Even during a pandemic, riders just can’t imagine not going to the rally.
“You’re always going to see that gathering — no matter what’s going on,” said Anne Zube, the president and CEO of female riders group Stilletos on Steel. “Socializing is a big part of riding for us.”
Some dealerships like Uke’s in Kenosha downsized plans this year because of the coronavirus pandemic. Instead of welcoming thousands for a long weekend of activity, Uke’s is only hosting rally events for one day.
At Uke’s Sunday, the dealership set up a track for the Mayhem Boonie Bike Race.
“With COVID, we’re more conservative,” said Brenda Ulicki who oversees marketing and events.
House of Harley-Davidson on Layton Avenue in Milwaukee has scaled down its plans, too.
“This hasn’t been a good year for anybody,” said House of Harley’s president and owner Jeff Binkert about sales during the economic downturn. The dealership will host vendors and live music through the weekend. It will host a ride to benefit the War Memorial Center Thursday.
“They’re looking for something to get out of the house,” Binkert said about the weekend. “This gets motorcycle enthusiasts out on their bikes.”
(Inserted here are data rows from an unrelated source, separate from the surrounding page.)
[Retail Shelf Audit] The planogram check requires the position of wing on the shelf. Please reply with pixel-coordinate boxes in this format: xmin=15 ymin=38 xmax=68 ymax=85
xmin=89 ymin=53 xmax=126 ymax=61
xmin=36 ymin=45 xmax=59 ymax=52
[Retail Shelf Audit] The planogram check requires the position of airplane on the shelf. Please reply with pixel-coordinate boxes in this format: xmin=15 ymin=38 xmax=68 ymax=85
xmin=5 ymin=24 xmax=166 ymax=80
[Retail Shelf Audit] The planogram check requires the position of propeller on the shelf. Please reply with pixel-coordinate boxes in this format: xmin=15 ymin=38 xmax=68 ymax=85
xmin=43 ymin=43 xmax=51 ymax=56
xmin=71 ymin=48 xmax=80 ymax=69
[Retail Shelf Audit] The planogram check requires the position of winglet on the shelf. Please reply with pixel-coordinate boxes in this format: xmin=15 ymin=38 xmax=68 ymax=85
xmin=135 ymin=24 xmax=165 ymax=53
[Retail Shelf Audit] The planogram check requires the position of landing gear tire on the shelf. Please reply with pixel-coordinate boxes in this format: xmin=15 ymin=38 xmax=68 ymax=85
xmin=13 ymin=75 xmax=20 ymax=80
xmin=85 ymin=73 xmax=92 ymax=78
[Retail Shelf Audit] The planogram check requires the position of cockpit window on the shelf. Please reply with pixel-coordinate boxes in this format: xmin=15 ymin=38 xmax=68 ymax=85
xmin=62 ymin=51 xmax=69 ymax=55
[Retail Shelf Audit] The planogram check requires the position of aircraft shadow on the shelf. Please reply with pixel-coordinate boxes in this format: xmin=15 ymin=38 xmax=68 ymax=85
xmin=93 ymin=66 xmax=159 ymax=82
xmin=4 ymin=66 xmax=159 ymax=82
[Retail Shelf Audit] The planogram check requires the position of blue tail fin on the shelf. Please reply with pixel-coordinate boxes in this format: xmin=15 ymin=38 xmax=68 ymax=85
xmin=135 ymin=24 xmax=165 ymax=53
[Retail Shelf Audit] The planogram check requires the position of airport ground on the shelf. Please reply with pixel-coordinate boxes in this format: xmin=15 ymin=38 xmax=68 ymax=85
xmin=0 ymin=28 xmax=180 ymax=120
Events that bring out bikers are big business for Harley, which has struggled in recent years. Bike sales in the U.S. have dropped for five straight years for Harley.
Harley-Davidson is not hosting any Milwaukee Rally events this weekend.
“For the remainder of 2020, Harley-Davidson is adjusting support for any remaining dealer-led activations at regional consumer events in ways that align with public health and safety guidelines and encouraging socially distant riding through its United We Will Ride global campaign,” a spokesperson for the company said.
The Harley-Davidson Museum will be open for self-guided audio tours, dining at Motor Bar & Restaurant and shopping in the gift shop.
Meanwhile, Wisconsin Harley-Davidson is preparing for even more people to come to its events this year with longer hours and doubling the number of food vendors.
“There is nothing else going on and people want something to do,” said Rachel Burden, the dealership’s marketing and events manager. “It’s great riding weather. We think it’s going to be bigger and better than it’s ever been.”
The dealership hosted around 15,000 people per day during the rally last year, Burden said. Attendance at bike nights this summer has increased from around 150 people last year to almost 800, she said.
Wisconsin Harley-Davidson is spacing out vendors across its property, adding hand sanitizer stations, hiring a cleaning crew and a security guard at the entrances to the dealership to enforce the statewide mask mandate.
To encourage masking, the dealership is holding an online mask of the day contest for prizes.